As I have become more aware (in part from hearing what you have to say, Doug, and in part from reading, listening to BBC radio, etc.), I have begun to realize that many of the best intentioned acts by people in the U.S. and Europe towards Africa, parts of Asia, and parts of South and Central America are based on some fundamentally flawed assumptions both of what people in those regions want, and in what they actually need.

Jack Heron said...

This is something I've encountered too. I'm of mixed British-Indian descent - by which I mean several generations of Brits, Indians and British-Indians marrying in all sorts of different combinations and moving back and forward between the two countries at intervals. This surprises a lot of people. Not the mixed descent itself (not rare here in England), but most people's perception of the cultural relationships between Britain and India is one of a brief period of segregated domination in the late nineteenth century followed by Indian migrations to Britain post-WWII. 'Anglo-Indian' to most people therefore means the integrated descendants of recent immigrants, or else the offspring of a colonial official and his unofficial local wife.

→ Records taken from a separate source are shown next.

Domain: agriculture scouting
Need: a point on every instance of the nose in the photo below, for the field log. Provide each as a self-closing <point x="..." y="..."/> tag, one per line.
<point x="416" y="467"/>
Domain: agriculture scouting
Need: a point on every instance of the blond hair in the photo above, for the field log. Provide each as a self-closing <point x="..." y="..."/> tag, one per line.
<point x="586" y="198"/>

The British, however, were in India for a good while - over three hundred years, if we count from the first outposts of the East India Company down to Independence. The character of the presence changed repeatedly. There was room for a good deal of movement and intermixing: Oxford-educated Bengali princes, Scottish traders who ended up staying in Mumbai, Indian cooks founding restaurants in London (not a recent innovation at all, there were curry houses in that city long before Victoria came to the throne). Like in any empire, the Raj had its mix of oppression, brutality, cultural flowering, trade, war, peace, love, hate, integration and segregation. Colonialism is difficult to judge because it was so big and consisted of so many people. How it started was not what it became and though wandering over to steal other people's countries with an army is hardly a moral action, trying to judge whether three centuries of interaction is Good or Bad can never be anything but an awful simplification. My own awfully simplified and limited opinion is that (in the case of India at least) it is not something I would have wished to happen beforehand, but nor is it something I can wholly reject after the fact.

Anthroslug said...

Jack Heron - that is an excellent summary of how history in general should be viewed - whether particular events are good or bad (and they are almost always a very complicated mix) is to a large degree irrelevant in the face of the long-term fallout of those events.